A low intake of calcium during growth has implications for bone mass, as the amount of calcium consumed in the diet influences the amount of calcium that can be retained by the skeleton during periods of growth. An inadequate intake of calcium combined with adequate energy and protein intakes may result in a low calcium content of bone, which may have implications for bone health later in life. The attainment of a high PBM in early adulthood is important as bone mineral (including calcium) content starts to decline thereafter. PBM has been reported to be reached as early as the late teenage years or as late as the mid-thirties; this depends on the site in the skeleton [e.g. PBM is reached in the femoral neck (hip) before it is reached in the forearm]. A number of factors influence bone mineral losses, e.g. physical activity (immobility accelerates loss), hormonal status and gender. In women, loss of bone mineral is accelerated around the time of the menopause, as a result of a fall in circulating oestrogen concentrations. An excessive loss of bone associated with ageing can lead to osteoporosis, which is characterised by micro-architectural changes in bone tissue, loss of bone mineral and reduced strength of bone which ultimately increases the risk of bone fracture. Osteoporosis is associated with morbidity and increased mortality and is a major concern in the UK and across the developed world. As the population ages, the incidence of osteoporosis will increase and bring with it additional costs to the health system and the economy.

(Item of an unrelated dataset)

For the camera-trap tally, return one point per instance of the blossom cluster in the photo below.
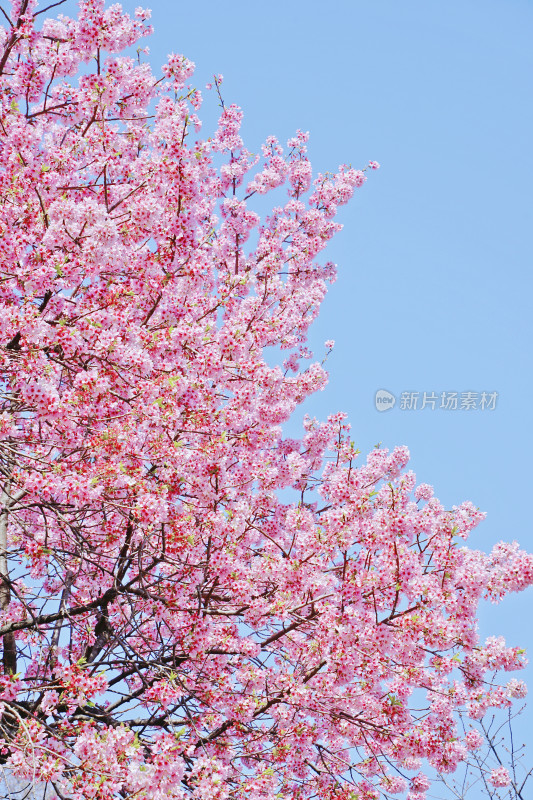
(196, 605)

There is some evidence that increased intakes of calcium later in life may help slow the rate of bone loss associated with ageing. The evidence is strongest amongst older postmenopausal women, rather than during the early stages (first 5–10 years) of the menopause. It appears that most benefit is obtained from consuming additional calcium in the long-term. Further research is needed to investigate optimal dietary calcium intakes in relation to minimising bone mineral losses and reducing the risk of osteoporosis.

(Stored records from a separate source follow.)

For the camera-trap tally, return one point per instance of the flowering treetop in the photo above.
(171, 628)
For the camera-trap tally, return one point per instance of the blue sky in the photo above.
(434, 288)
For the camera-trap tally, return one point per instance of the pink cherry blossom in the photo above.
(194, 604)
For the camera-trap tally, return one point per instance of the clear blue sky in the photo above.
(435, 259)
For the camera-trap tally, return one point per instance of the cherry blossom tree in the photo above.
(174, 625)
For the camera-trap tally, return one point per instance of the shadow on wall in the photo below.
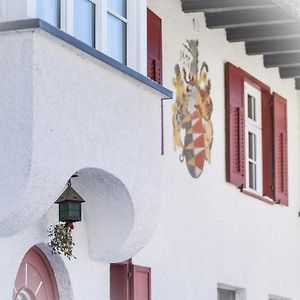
(60, 271)
(108, 213)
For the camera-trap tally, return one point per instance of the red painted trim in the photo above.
(162, 127)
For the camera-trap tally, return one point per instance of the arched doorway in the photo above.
(35, 278)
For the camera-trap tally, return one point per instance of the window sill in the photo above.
(37, 23)
(262, 198)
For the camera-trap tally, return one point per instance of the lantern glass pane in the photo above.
(70, 211)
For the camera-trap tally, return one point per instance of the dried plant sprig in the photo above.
(61, 239)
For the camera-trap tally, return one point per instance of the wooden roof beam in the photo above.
(297, 84)
(263, 32)
(249, 17)
(273, 47)
(221, 5)
(282, 60)
(289, 72)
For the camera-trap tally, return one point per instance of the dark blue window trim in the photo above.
(37, 23)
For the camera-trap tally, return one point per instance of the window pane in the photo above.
(252, 146)
(226, 294)
(117, 6)
(116, 44)
(49, 10)
(84, 21)
(251, 108)
(252, 175)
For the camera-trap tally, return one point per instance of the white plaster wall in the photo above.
(209, 232)
(62, 112)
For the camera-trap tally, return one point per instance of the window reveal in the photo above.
(253, 138)
(49, 11)
(117, 30)
(256, 137)
(84, 21)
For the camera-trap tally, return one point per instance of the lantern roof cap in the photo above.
(69, 195)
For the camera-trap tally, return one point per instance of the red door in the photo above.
(35, 278)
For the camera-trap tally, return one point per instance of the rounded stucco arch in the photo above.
(118, 224)
(42, 272)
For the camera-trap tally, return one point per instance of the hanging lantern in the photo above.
(69, 205)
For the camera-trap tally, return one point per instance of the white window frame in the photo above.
(254, 127)
(3, 10)
(273, 297)
(240, 293)
(136, 29)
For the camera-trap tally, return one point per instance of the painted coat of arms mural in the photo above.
(192, 126)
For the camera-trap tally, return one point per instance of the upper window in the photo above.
(226, 294)
(256, 137)
(117, 30)
(253, 138)
(107, 25)
(154, 45)
(49, 11)
(84, 21)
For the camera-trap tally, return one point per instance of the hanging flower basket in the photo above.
(61, 239)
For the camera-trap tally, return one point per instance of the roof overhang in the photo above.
(268, 27)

Calcium may have a role in the aetiology of chronic disease, with evidence suggesting that increased calcium intakes may help in the prevention of colorectal cancers. There is weaker evidence to suggest that calcium may offer some protection against breast cancer and more research needs to be conducted to confirm or refute an effect. Calcium has long been suggested to play a role in the aetiology of cardiovascular disease; early ecological studies suggested that consumption of hard (calcium-containing) water was associated with a reduced risk. Calcium exerts modest blood pressure and lipid-lowering effects, which may be of relevance in reducing risk of cardiovascular disease. In addition, there is preliminary evidence suggesting that calcium may play a role in weight management. Data from epidemiological studies suggest an inverse association between calcium intake and bodyweight. Human trials in this area are still in their infancy; at present findings must be interpreted with caution. A number of mechanisms that may underlie this effect of calcium on bodyweight are currently being investigated and more human trials are underway.